The Cubs shortstop, who hit primarily second or third over the course of his two All-Star campaigns in 2011 and 2012, was slotted into the No. 8 spot against the Nationals and right-hander Dan Haren on Tuesday.
It was the seventh different place in the order this season; he's never batted fourth or ninth, and has spent the most time in the No. 2 spot (79 games). But manager Dale Sveum said it was more a product of where the other eight batters fit, rather than where Castro deserves to be.
"It's just gotten to the point where [Donnie Murphy's] obviously doing his thing, [Darwin Barney], I really like the way he's been handling the bat and doing things and put him in the two-hole. Right now, obviously, things aren't going really well [for Castro] swinging the bat.
"[Welington Castillo's] been having great at-bats. Obviously getting [Brian Bogusevic's] left-handed bat in there, you don't want to put that in the eight-hole. So it's just one of those things right now, where it's just the only fit."

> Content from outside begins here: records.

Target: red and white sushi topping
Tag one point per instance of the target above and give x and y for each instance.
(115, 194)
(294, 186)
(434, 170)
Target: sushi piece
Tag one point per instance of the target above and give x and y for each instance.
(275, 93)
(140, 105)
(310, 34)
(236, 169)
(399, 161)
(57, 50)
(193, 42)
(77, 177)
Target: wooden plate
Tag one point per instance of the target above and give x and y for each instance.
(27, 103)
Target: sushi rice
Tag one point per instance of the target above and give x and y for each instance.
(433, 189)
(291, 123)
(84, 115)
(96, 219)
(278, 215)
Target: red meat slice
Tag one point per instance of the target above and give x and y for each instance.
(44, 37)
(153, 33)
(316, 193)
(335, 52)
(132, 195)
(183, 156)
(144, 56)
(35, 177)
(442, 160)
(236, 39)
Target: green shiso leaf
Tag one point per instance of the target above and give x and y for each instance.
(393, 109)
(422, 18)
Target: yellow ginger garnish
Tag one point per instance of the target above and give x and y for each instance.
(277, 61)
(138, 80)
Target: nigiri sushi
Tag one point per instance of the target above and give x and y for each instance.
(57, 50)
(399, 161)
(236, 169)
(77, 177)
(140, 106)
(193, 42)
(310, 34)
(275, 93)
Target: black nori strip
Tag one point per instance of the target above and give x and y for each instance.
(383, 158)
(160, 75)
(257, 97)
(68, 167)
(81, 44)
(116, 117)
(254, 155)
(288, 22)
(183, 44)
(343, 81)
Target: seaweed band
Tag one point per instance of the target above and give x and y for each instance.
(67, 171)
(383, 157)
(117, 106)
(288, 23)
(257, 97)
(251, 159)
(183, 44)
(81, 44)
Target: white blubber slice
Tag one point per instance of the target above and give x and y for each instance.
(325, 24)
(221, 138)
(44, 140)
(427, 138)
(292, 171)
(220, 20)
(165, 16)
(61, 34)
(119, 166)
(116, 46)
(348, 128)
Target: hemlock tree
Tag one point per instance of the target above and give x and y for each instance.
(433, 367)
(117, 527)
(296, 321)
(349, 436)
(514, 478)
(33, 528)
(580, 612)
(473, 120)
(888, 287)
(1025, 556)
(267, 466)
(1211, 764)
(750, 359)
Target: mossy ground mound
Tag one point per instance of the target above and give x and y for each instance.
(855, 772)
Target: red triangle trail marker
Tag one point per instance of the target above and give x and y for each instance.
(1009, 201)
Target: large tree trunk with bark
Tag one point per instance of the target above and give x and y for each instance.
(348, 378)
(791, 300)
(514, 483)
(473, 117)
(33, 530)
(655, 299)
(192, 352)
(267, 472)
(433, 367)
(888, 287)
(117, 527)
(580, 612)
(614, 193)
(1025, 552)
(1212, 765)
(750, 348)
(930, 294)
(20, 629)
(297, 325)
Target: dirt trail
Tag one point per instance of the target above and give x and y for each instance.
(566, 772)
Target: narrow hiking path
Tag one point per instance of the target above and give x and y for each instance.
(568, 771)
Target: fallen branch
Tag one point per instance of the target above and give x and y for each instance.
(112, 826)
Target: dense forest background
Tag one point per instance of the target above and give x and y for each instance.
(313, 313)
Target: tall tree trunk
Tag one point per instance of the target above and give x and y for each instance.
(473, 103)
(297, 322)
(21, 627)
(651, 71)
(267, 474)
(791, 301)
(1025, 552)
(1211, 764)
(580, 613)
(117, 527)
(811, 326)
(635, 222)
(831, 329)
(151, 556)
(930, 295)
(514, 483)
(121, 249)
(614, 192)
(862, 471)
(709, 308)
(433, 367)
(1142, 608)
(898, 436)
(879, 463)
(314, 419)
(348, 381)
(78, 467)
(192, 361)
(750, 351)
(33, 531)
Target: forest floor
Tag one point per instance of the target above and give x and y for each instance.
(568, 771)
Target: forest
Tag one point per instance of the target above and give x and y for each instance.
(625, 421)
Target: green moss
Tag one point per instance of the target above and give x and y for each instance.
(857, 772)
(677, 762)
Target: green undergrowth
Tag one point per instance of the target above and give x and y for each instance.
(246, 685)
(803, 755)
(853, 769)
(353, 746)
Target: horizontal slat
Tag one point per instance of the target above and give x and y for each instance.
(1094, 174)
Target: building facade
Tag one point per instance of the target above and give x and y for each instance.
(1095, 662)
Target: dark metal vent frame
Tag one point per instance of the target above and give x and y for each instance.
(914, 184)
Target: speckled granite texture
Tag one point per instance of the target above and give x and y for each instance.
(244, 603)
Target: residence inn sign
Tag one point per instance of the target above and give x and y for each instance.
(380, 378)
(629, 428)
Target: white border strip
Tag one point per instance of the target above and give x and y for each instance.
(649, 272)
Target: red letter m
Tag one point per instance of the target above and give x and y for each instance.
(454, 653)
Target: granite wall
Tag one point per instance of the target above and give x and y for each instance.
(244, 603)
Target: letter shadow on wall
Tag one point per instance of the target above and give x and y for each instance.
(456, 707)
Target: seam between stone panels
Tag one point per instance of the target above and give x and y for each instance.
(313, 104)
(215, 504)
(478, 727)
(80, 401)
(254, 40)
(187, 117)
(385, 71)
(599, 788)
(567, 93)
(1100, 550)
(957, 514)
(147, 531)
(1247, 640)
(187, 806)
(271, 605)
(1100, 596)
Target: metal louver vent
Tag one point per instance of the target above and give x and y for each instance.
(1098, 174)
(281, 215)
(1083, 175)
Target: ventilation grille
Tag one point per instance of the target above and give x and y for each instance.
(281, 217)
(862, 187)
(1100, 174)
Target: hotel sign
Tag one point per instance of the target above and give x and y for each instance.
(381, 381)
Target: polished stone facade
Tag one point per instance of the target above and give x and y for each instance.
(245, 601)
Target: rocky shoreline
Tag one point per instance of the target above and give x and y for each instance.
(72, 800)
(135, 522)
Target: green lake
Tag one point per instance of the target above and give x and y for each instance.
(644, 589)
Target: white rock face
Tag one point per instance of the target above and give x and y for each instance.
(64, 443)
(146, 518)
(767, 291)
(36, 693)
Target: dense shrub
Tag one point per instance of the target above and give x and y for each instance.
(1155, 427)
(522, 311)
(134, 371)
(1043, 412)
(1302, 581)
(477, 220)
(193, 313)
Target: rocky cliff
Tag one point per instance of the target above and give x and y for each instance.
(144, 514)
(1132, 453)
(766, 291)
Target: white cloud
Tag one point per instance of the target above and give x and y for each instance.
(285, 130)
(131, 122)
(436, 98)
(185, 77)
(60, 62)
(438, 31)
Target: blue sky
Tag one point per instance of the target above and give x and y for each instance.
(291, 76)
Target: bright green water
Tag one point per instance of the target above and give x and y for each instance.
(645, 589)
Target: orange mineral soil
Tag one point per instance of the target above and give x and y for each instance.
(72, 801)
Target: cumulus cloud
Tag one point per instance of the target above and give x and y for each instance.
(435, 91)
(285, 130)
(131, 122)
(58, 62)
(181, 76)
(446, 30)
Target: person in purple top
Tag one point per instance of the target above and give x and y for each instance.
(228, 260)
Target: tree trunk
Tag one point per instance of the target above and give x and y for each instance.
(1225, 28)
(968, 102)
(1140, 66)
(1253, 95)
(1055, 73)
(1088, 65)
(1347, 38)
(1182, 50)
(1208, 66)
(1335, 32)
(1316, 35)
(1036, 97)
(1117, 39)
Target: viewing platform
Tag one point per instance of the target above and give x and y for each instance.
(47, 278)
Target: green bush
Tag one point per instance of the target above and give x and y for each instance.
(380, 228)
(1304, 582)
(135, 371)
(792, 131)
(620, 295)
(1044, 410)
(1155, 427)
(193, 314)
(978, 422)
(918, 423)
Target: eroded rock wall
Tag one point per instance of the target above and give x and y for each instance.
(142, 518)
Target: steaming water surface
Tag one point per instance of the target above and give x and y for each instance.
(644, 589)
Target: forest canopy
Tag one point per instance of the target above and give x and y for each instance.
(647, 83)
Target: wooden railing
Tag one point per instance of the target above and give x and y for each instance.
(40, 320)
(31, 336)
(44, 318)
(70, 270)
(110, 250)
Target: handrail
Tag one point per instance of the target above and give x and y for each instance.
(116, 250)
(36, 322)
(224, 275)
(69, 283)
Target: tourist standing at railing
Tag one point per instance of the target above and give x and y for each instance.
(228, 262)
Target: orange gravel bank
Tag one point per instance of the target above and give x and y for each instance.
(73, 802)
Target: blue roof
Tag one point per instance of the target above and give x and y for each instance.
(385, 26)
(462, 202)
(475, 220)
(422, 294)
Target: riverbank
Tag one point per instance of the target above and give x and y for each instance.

Castro is a career .285 hitter who's batted just .242 this year in his least productive season since he debuted in 2010. In each of his previous three seasons, he hit at least .283.
Rizzo not worried about slow start to August
CHICAGO -- Anthony Rizzo returned to the Cubs' lineup on Tuesday with every intention of turning up his offensive production after a dismal start to the month of August.
The first baseman was held out Monday with illness -- he said he had a "terrible fever" and migraine headaches -- but was back to his regular No. 3 spot in the order for the second game of the series, facing Nats righty Dan Haren.
Rizzo has already set career highs in home runs (18) and RBIs (65) by virtue of the fact that he's played more games this season (122) than nearly his previous two combined (136).
But his production has tailed off since a powerful start (eight homers and 20 RBIs in April) and a good May (.295 average, two homers, 16 RBIs). Entering Tuesday, he was batting .150 in 16 August games with just five RBIs.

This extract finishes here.